我有数据、一个字符向量(最终我会折叠它,所以我不在乎它是保持向量还是被视为单个字符串)、一个模式向量和一个替换向量。我希望数据中的每个模式都被其各自的替换所替换。我用一个stringr
和一个 for 循环完成了它,但是有没有更像 R 的方法呢?
require(stringr)
start_string <- sample(letters[1:10], 10)
my_pattern <- c("a", "b", "c", "z")
my_replacement <- c("[this was an a]", "[this was a b]", "[this was a c]", "[no z!]")
str_replace(start_string, pattern = my_pattern, replacement = my_replacement)

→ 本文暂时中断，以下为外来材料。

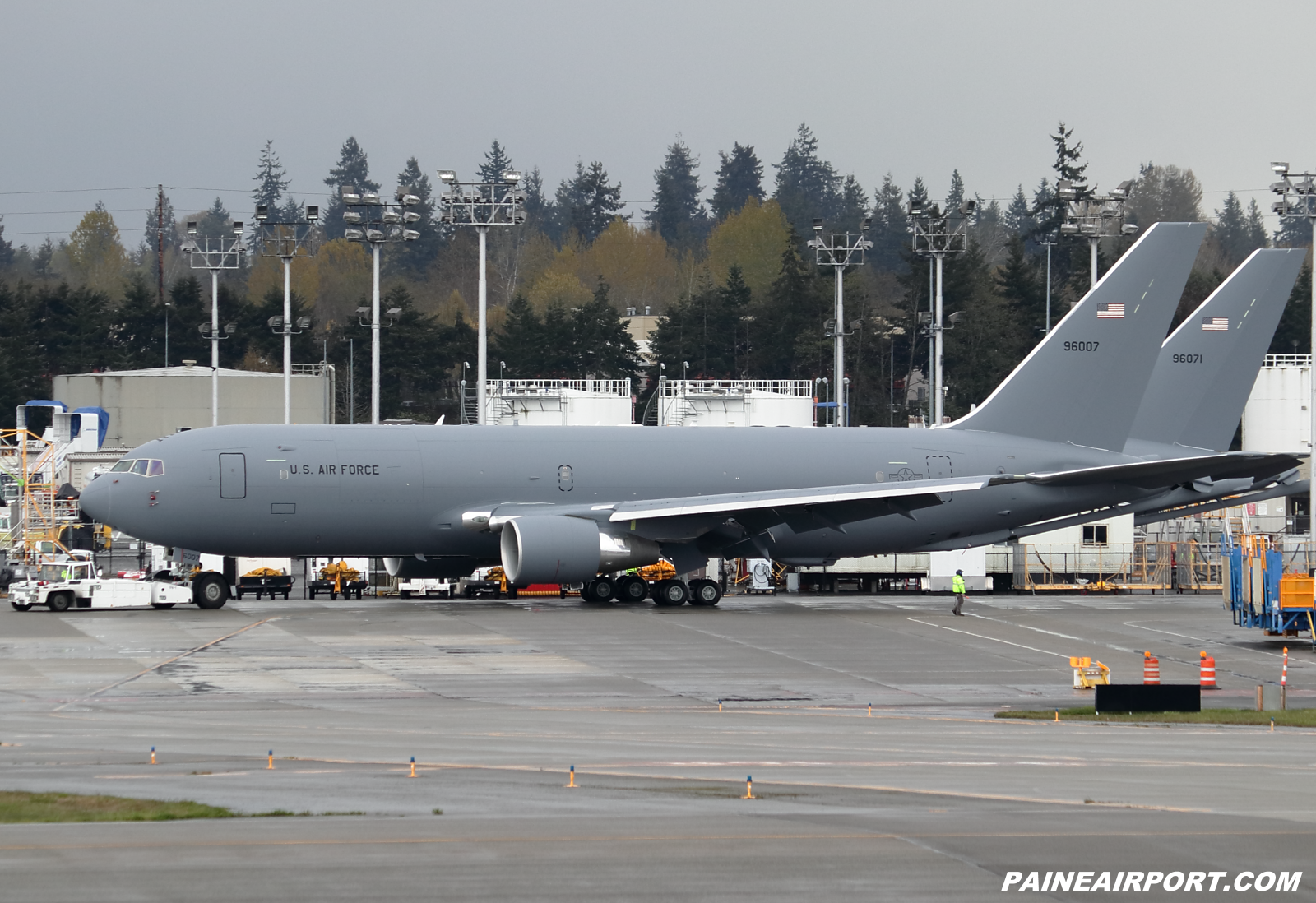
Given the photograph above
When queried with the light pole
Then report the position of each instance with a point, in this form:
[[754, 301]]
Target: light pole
[[934, 237], [839, 252], [1298, 201], [482, 204], [215, 254], [375, 223], [1094, 216], [287, 240]]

# bad lengths, doesn't work
str_replace(paste0(start_string, collapse = ""),
pattern = my_pattern, replacement = my_replacement)
# vector output, not what I want in this case
my_result <- start_string
for (i in 1:length(my_pattern)) {
my_result <- str_replace(my_result,
pattern = my_pattern[i], replacement = my_replacement[i])
}
> my_result
[1] "[this was a c]" "[this was an a]" "e" "g" "h" "[this was a b]"
[7] "d" "j" "f" "i"
# This is what I want, but is there a better way?
就我而言,我知道每种模式最多会出现一次,但并非每种模式都会出现。我知道str_replace_all
如果模式可能不止一次出现,我可以使用;我希望解决方案也能提供该选项。我还想要一个使用my_pattern
and的解决方案,my_replacement
以便它可以成为以这些向量作为参数的函数的一部分。